In addition to the new predictors described above, many familiar factors contributed significantly to our model. Cigarette smoking is the most common risk factor for LC,[36] and we have also determined that current smoking behavior is more harmful than previous smoking behavior, which partly reflects the fact that the risk of LC occurrence increases with increasing tobacco dose.[37] However, we observed that LC risk did not increase when smoking more than 40 cigarettes per day, possibly because some long-term smokers have a robust self-repair system to avoid carcinogenic gene mutations.[38] Even healthy older adults inevitably experience age-related declines in physiologic reserve and increased tissue and cellular susceptibility to carcinogens.[19] We observed that subjects with elevated blood levels of CRP were more susceptible to LC than subjects with normal blood levels of CRP, and Lyu Z et al[39] demonstrated that the inclusion of metabolic markers such as CRP and low-density lipoprotein in the prediction model improved the discriminatory properties of the model. Reduced FEV1 usually indicates airway obstruction or impaired lung function. Mendelian analyses have shown that reduced FEV1 increases the Mendelian analysis suggests that reduced FEV1 increases the risk of lung squamous cell carcinoma. LC risk prediction models incorporating lung function have found a strong negative correlation between maximal FEV1 and LC irrespective of smoking status, which could improve screening sensitivity.[16] This is similar to the conclusion we reached in the present study. Pulmonary comorbidities, such as chronic obstructive pulmonary disease and emphysema, have also been associated with LC,[17,18] but this was not seen in the present study. This may be due to our sample’s characteristics; therefore, the importance of these comorbidities cannot be overlooked.
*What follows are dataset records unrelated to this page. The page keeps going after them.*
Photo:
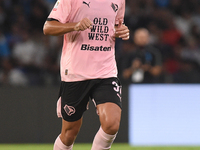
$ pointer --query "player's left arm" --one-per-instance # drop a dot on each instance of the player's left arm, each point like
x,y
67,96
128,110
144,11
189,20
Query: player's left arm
x,y
122,31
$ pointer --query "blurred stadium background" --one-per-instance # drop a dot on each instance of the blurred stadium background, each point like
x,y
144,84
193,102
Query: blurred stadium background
x,y
161,108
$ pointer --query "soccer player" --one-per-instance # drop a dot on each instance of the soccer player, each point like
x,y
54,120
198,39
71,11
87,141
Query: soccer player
x,y
88,67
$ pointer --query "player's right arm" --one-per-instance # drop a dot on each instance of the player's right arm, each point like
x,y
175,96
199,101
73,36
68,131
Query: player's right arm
x,y
57,28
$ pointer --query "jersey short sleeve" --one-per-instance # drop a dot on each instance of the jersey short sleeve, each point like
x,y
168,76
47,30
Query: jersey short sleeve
x,y
121,12
61,11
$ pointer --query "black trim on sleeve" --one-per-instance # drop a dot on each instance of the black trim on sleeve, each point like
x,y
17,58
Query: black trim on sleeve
x,y
52,19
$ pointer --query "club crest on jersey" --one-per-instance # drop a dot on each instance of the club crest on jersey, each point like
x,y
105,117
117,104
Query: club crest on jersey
x,y
70,110
56,5
114,7
88,4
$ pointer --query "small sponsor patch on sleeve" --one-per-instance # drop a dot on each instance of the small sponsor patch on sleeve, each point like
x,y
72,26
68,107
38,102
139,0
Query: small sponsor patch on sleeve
x,y
66,71
56,5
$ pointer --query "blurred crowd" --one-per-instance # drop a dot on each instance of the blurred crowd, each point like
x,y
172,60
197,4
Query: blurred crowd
x,y
163,47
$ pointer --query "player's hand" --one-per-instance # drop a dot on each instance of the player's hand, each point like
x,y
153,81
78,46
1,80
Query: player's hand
x,y
83,25
122,31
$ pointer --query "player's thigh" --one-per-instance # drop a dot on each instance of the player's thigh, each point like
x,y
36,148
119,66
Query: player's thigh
x,y
107,96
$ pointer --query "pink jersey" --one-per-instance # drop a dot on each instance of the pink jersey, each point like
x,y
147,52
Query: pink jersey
x,y
89,54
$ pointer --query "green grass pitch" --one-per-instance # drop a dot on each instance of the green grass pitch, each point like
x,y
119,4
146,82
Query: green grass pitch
x,y
87,147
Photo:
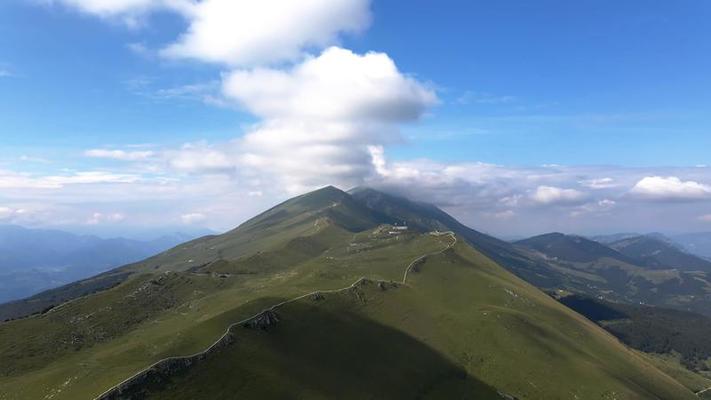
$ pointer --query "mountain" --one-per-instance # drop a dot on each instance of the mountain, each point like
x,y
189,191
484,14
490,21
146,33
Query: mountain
x,y
668,337
696,243
620,273
32,260
322,296
571,248
660,253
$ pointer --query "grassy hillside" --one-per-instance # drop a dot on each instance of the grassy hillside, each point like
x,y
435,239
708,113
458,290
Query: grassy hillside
x,y
461,326
467,326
The strengths of this study are that our model is based on a large prospective cohort, covers a large number of participants and follow-up information, has a high evidence-based rating, and avoids selection bias and retrospective bias. Second, the proposed model utilizes predictors that can be quickly obtained through questionnaires, physical measurements, and simple clinical examinations, and the low-cost approach can significantly increase the population’s participation rate and avoid unnecessary waste of resources. In addition, several new predictors, such as neuroticism, waist circumference, and hip circumference, played an influential role in this study, and these non-laboratory variables can help provide a reasonable risk prediction when laboratory results are unavailable, so it is worthwhile to pay more attention to their potential as predictors to improve model performance.
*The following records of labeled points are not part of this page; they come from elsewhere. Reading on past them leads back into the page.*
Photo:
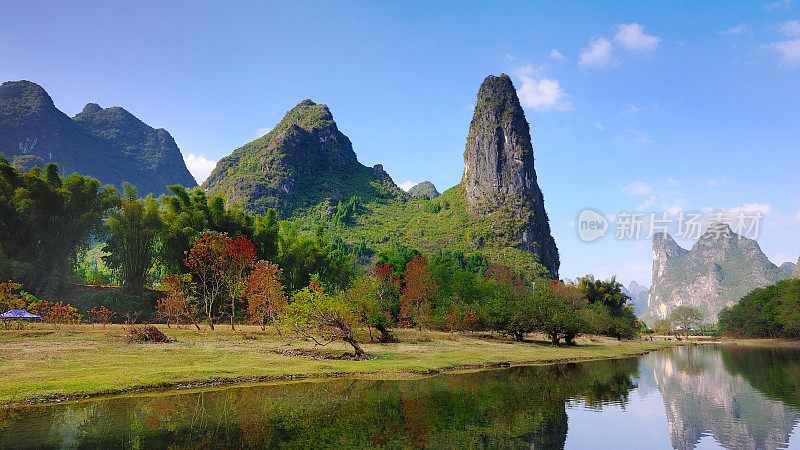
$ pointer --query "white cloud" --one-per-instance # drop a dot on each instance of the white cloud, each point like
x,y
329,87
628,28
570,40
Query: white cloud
x,y
262,131
539,92
751,208
407,185
778,4
199,166
555,54
637,109
638,188
637,137
632,38
791,28
598,54
738,29
788,50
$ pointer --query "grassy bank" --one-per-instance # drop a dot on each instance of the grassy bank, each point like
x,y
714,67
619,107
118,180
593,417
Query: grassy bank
x,y
42,362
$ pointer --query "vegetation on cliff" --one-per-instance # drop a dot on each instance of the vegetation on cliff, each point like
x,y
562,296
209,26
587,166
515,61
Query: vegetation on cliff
x,y
110,144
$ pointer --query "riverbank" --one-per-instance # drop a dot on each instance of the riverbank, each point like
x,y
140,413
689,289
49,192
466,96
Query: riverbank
x,y
46,364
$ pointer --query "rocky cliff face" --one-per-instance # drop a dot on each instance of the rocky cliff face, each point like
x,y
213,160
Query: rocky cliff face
x,y
303,161
108,144
720,269
499,176
788,267
424,189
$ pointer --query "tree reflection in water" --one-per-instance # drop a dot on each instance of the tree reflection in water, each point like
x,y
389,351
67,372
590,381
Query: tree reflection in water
x,y
743,397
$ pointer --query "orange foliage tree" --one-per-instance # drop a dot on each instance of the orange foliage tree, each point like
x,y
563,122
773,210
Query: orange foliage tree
x,y
418,293
219,264
241,254
9,296
264,293
58,313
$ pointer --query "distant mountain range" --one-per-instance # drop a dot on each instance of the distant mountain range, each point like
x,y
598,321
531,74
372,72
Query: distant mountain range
x,y
302,162
109,144
424,189
720,269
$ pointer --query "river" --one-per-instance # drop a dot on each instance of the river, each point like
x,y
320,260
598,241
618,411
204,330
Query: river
x,y
706,396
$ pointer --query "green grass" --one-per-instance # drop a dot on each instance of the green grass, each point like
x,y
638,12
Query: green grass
x,y
42,362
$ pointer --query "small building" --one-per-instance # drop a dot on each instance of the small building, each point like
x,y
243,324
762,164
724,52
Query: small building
x,y
19,314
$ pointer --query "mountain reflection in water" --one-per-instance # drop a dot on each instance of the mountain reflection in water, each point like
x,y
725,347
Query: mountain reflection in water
x,y
726,396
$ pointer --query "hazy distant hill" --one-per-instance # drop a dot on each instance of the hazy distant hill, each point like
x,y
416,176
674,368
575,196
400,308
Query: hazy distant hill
x,y
718,271
109,144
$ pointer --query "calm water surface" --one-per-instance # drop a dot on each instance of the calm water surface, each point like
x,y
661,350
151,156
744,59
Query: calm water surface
x,y
691,397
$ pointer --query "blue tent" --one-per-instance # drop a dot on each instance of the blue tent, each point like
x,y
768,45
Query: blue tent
x,y
19,314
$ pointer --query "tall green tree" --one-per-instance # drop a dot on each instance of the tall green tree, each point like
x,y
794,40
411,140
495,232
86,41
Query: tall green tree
x,y
686,316
302,256
44,220
132,233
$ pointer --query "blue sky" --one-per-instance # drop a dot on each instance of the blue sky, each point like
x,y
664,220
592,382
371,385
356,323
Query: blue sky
x,y
634,106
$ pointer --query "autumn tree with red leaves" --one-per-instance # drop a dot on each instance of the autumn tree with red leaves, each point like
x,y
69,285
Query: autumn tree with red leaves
x,y
57,313
239,258
264,293
219,264
178,302
418,293
101,315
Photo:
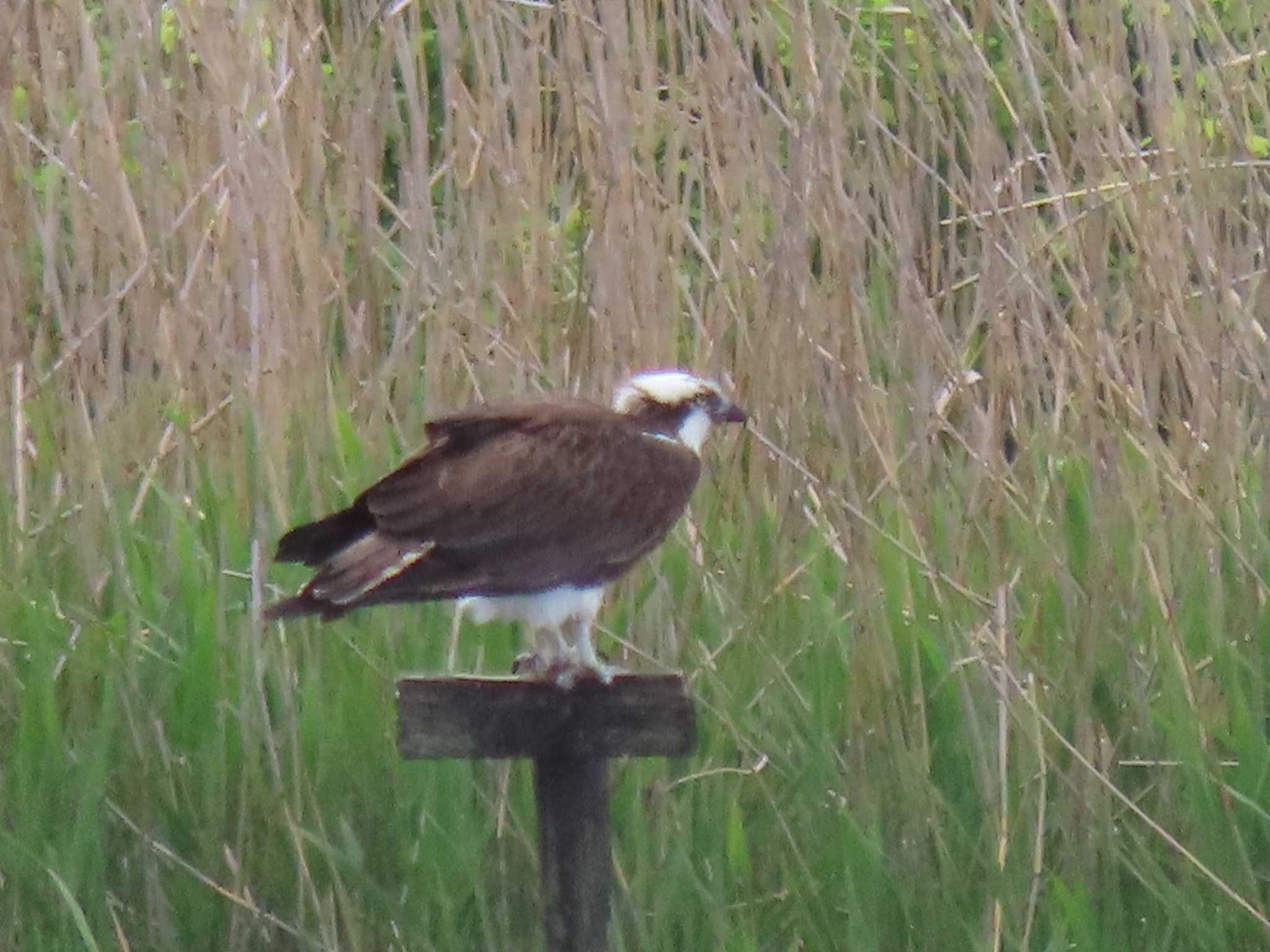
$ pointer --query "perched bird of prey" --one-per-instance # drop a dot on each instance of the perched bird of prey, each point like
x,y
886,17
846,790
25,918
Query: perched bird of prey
x,y
525,513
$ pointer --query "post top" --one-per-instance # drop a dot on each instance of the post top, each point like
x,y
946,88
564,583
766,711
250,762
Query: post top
x,y
637,715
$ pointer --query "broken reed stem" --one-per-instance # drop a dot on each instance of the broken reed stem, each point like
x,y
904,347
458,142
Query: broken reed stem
x,y
19,456
1002,759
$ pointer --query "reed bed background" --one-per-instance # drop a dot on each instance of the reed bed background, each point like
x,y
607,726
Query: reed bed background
x,y
975,612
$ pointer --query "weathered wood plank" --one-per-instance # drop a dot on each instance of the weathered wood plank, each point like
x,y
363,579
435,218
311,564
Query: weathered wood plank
x,y
498,718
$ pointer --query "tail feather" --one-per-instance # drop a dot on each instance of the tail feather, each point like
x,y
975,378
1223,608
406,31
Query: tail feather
x,y
318,541
351,576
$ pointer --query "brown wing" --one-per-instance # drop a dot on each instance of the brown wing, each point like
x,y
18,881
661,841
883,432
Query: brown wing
x,y
504,503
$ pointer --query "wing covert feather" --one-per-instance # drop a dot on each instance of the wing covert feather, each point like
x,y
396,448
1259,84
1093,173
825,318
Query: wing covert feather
x,y
571,494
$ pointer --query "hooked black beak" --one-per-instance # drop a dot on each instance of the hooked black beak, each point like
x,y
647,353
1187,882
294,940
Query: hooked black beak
x,y
729,413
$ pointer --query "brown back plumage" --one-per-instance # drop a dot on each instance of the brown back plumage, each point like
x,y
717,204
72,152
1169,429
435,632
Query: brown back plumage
x,y
506,500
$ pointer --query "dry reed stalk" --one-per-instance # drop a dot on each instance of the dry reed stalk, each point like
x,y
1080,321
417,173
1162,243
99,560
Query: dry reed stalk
x,y
19,455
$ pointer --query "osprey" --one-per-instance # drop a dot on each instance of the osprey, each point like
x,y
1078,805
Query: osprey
x,y
522,513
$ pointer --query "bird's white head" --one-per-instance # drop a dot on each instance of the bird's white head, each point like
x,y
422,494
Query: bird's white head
x,y
676,404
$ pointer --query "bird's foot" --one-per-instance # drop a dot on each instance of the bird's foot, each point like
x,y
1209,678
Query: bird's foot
x,y
564,672
531,664
568,673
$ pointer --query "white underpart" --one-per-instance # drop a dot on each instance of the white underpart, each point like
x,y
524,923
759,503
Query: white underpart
x,y
694,430
566,612
543,610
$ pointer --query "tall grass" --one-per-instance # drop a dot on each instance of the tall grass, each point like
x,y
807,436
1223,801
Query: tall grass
x,y
975,614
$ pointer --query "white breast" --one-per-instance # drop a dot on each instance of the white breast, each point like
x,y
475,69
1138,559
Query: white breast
x,y
543,610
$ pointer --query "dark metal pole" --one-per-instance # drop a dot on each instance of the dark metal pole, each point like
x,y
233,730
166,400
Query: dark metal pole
x,y
574,851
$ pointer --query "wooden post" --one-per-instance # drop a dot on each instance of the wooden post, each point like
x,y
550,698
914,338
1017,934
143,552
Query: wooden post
x,y
569,734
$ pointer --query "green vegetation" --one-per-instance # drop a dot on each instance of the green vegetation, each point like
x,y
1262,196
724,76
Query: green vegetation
x,y
975,614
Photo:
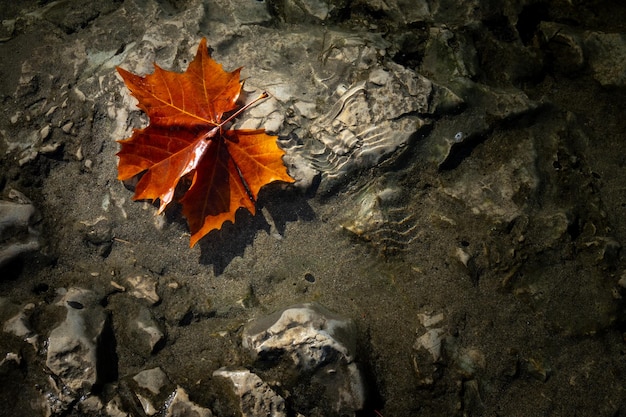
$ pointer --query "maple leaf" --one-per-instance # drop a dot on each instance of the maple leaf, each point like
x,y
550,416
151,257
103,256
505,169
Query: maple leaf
x,y
186,138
However, this study has some limitations. First, due to the health effect of volunteers,[40] people who volunteered to participate in UKB were younger, healthier, and better educated than the general population. Thus, our data are not representative of the current general population in many ways, which accounts for the low prevalence of LC. Second, non-laboratory variables such as neuroticism score and sleeplessness are subjective, so future studies should minimize reporting bias regarding these variables, where possible. Finally, the data used in our model came from the UK population; thus, their applicability to other ethnic groups needs further testing, as the model performance may change when applied to different samples.

5. Conclusion

In summary, we developed an effective LC prediction model based on machine learning algorithms, and the easily accessible predictors highlight the potential for our model to be used as a tool for rapid assessment.

Acknowledgments

Data supporting the results of this study are available on request from the UK Biobank. We would like to thank all the participants and researchers at the UK Biobank.

Author contributions

Conceptualization: Siqi Zhang, Liyuan Han.
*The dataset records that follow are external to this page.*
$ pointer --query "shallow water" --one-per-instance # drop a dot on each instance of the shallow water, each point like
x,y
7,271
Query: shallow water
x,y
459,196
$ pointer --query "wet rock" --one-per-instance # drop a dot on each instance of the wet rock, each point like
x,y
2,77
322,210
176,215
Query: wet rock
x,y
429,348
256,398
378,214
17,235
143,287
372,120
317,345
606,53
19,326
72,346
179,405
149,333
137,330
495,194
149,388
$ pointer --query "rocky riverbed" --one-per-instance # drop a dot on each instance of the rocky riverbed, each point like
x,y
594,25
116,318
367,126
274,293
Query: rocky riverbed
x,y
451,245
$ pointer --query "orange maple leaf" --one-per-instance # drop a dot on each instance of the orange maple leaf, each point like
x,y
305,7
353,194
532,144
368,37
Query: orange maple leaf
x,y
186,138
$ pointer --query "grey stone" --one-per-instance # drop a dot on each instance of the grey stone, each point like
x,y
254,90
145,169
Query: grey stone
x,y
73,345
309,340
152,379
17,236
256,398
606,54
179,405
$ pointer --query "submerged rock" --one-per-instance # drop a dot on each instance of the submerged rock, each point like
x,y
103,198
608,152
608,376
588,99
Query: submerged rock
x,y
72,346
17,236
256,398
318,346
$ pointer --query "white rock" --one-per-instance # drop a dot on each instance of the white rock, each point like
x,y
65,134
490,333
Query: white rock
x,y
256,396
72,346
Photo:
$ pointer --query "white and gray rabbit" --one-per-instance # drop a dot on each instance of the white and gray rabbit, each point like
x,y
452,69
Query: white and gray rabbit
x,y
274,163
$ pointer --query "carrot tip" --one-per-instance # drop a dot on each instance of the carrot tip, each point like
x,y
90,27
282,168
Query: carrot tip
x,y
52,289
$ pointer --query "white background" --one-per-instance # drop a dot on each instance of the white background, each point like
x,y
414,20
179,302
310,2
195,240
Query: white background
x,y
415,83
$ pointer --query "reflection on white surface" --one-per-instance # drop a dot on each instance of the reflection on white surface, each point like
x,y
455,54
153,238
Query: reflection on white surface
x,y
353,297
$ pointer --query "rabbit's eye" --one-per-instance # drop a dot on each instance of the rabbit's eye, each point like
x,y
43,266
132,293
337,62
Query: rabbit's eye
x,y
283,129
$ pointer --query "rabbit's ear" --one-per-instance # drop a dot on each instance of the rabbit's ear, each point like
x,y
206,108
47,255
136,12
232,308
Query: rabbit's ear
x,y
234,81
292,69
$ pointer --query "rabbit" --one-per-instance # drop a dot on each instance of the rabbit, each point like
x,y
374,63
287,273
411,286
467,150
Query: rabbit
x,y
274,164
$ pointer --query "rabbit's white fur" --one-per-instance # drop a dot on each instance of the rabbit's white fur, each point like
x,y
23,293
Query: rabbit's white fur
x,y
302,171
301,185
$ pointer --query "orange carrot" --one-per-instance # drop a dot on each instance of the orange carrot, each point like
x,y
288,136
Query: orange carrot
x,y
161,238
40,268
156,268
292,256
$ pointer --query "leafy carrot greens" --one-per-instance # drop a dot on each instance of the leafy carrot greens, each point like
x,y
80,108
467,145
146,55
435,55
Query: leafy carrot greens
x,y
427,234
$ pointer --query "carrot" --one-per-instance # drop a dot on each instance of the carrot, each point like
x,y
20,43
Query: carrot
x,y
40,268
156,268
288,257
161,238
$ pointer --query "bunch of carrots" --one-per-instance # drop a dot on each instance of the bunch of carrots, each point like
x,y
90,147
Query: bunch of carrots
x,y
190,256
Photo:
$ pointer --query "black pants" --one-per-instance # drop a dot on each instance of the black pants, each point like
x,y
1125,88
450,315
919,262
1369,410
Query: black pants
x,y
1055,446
Data curation: Liyuan Han.

Formal analysis: Weiwen Xu, Yue Wang.

Funding acquisition: Guofang Zhao, Ting Cai.

Methodology: Siqi Zhang, Ting Cai.

Resources: Ting Cai.

Software: Yue Wang.

Validation: Guofang Zhao.

Visualization: Liangwei Yang, Liyuan Han.

Writing – original draft: Siqi Zhang.

Writing – review & editing: Siqi Zhang, Liangwei Yang, Weiwen Xu, Yue Wang, Liyuan Han, Guofang Zhao, Ting Cai.

Supplementary Material

medi-103-e37879-s001.doc (156.5KB, doc)
medi-103-e37879-s002.docx (89.2KB, docx)

Abbreviations:

AUC
area under curve
BMI
body mass index
CRP
C-reactive protein
FEV1
forced expiratory volume in 1 second
LC
lung cancer
LDCT
low-dose computed tomography
LLP
Liverpool Lung Cancer Project
LR
logistic regression
ML
machine learning
RF
random forest
SHAP
SHapley Additive exPlanations
UKB
UK Biobank
XGBoost
eXtreme gradient boosting

This work was supported by the Huadong Medicine Joint Funds of the Zhejiang Provincial Natural Science Foundation of China under Grant [No. LHDMD23H160001]; and Ningbo Top Medical and Health Research Program [No. 2022030208].

Supplemental Digital Content is available for this article.

The authors have no conflicts of interest to disclose.

The authors are accountable for all aspects of the work in ensuring that questions related to the accuracy or integrity of any part of the work are appropriately investigated and resolved. The study was conducted in accordance with the Declaration of Helsinki (as revised in 2013).

The datasets generated during and/or analyzed during the current study are available from the corresponding author on reasonable request.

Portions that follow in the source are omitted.